How to get first element in a list of tuples?

>>> a = [(1, u'abc'), (2, u'def')]
>>> [i[0] for i in a]
[1, 2]

Use the zip function to decouple elements:

>>> inpt = [(1, u'abc'), (2, u'def')]
>>> unzipped = zip(*inpt)
>>> print unzipped
[(1, 2), (u'abc', u'def')]
>>> print list(unzipped[0])
[1, 2]

Edit (@BradSolomon): The above works for Python 2.x, where zip returns a list.

In Python 3.x, zip returns an iterator and the following is equivalent to the above:

>>> print(list(list(zip(*inpt))[0]))
[1, 2]

do you mean something like this?

new_list = [ seq[0] for seq in yourlist ]

What you actually have is a list of tuple objects, not a list of sets (as your original question implied). If it is actually a list of sets, then there is no first element because sets have no order.
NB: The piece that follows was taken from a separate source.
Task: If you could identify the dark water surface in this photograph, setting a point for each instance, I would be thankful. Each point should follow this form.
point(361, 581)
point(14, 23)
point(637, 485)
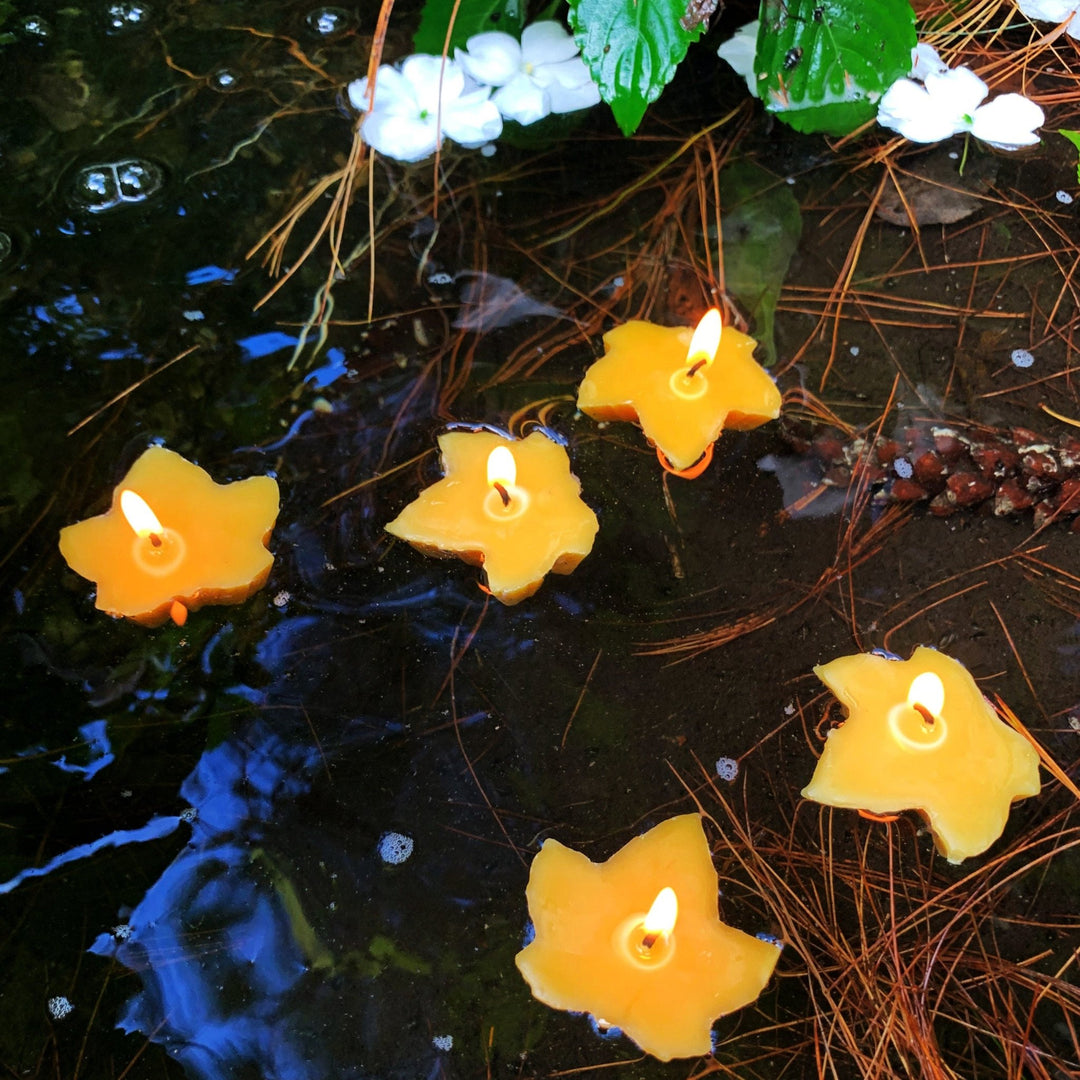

Here I've created a flat list because generally that seems more useful than creating a list of 1 element tuples. However, you can easily create a list of 1 element tuples by just replacing seq[0] with (seq[0],).

This is what operator.itemgetter is for.

>>> a = [(1, u'abc'), (2, u'def')]
>>> import operator
>>> b = map(operator.itemgetter(0), a)
>>> b
[1, 2]

The itemgetter statement returns a function that returns the element at the index that you specify. It's exactly the same as writing

>>> b = map(lambda x: x[0], a)

But I find that itemgetter is a clearer and more explicit.

This is handy for making compact sort statements. For example,

>>> c = sorted(a, key=operator.itemgetter(0), reverse=True)
>>> c
[(2, u'def'), (1, u'abc')]